Long-term performance of collaborative filtering based recommenders in temporally evolving systems

Abstract

Recommender systems benefit people at every moment in their daily life. Considerable attentions have been drawn by performance in one-step recommendation and static user–item network, while the performances of recommenders on temporally evolving systems remain unclear. To address this issue, this paper first describes an online commercial system by using a bipartite network. On this network, a recommendation-based evolution method is proposed to simulate the temporal dynamics between a recommender and its users. Then the long-term performance of three state-of-the-art collaborative filtering (CF)-based recommenders, i.e., the user-based CF (UCF), item-based CF (ICF) and latent factor-based model (LFM), is evaluated on the generated temporally evolving networks.
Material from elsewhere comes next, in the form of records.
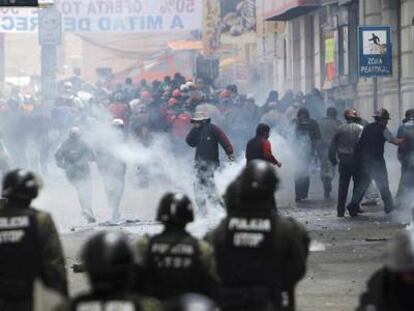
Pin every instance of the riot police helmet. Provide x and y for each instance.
(190, 302)
(351, 114)
(21, 184)
(109, 261)
(258, 180)
(175, 208)
(382, 114)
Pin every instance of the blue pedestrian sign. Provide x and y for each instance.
(375, 51)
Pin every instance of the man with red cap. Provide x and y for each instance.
(206, 138)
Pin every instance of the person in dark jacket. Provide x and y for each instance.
(391, 287)
(110, 265)
(260, 255)
(206, 138)
(113, 168)
(406, 156)
(343, 146)
(259, 147)
(369, 157)
(174, 262)
(29, 244)
(73, 156)
(306, 135)
(328, 126)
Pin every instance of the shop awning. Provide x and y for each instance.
(183, 45)
(283, 10)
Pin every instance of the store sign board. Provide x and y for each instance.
(375, 51)
(126, 16)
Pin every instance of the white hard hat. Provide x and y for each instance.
(200, 116)
(68, 84)
(117, 122)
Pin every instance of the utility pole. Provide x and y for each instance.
(50, 36)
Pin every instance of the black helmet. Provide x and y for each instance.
(331, 112)
(190, 302)
(351, 114)
(108, 260)
(21, 184)
(409, 114)
(175, 208)
(258, 180)
(382, 114)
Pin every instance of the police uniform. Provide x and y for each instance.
(110, 266)
(116, 301)
(257, 268)
(342, 146)
(175, 263)
(29, 246)
(260, 256)
(369, 157)
(406, 156)
(327, 127)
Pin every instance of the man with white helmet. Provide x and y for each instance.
(113, 168)
(73, 156)
(391, 287)
(206, 138)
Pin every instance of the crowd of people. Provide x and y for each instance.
(255, 257)
(320, 132)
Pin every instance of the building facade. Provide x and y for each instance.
(318, 48)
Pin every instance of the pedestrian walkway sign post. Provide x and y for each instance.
(375, 54)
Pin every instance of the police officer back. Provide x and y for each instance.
(391, 287)
(260, 255)
(369, 155)
(406, 156)
(110, 266)
(342, 146)
(29, 244)
(174, 262)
Experimental results on two large, real datasets generated by industrial applications demonstrate that 1) optimization-based CF models like the LFM enjoy their high-prediction accuracy in one-step recommendation; and 2) entity relationship-based CF models like the ICF benefit the recommendation diversity, as well as the system health on a temporally evolving network. It turns out that in a temporally evolving system, an efficient recommender should consider both the one-step and long-term effects to generate satisfactory recommendations. Thus, it is necessary to adopt heterogeneous models, e.g., trade-off between optimization-based model and entity relationship-based model, in real systems to grasp various users’ behavior patterns to improve their experiences.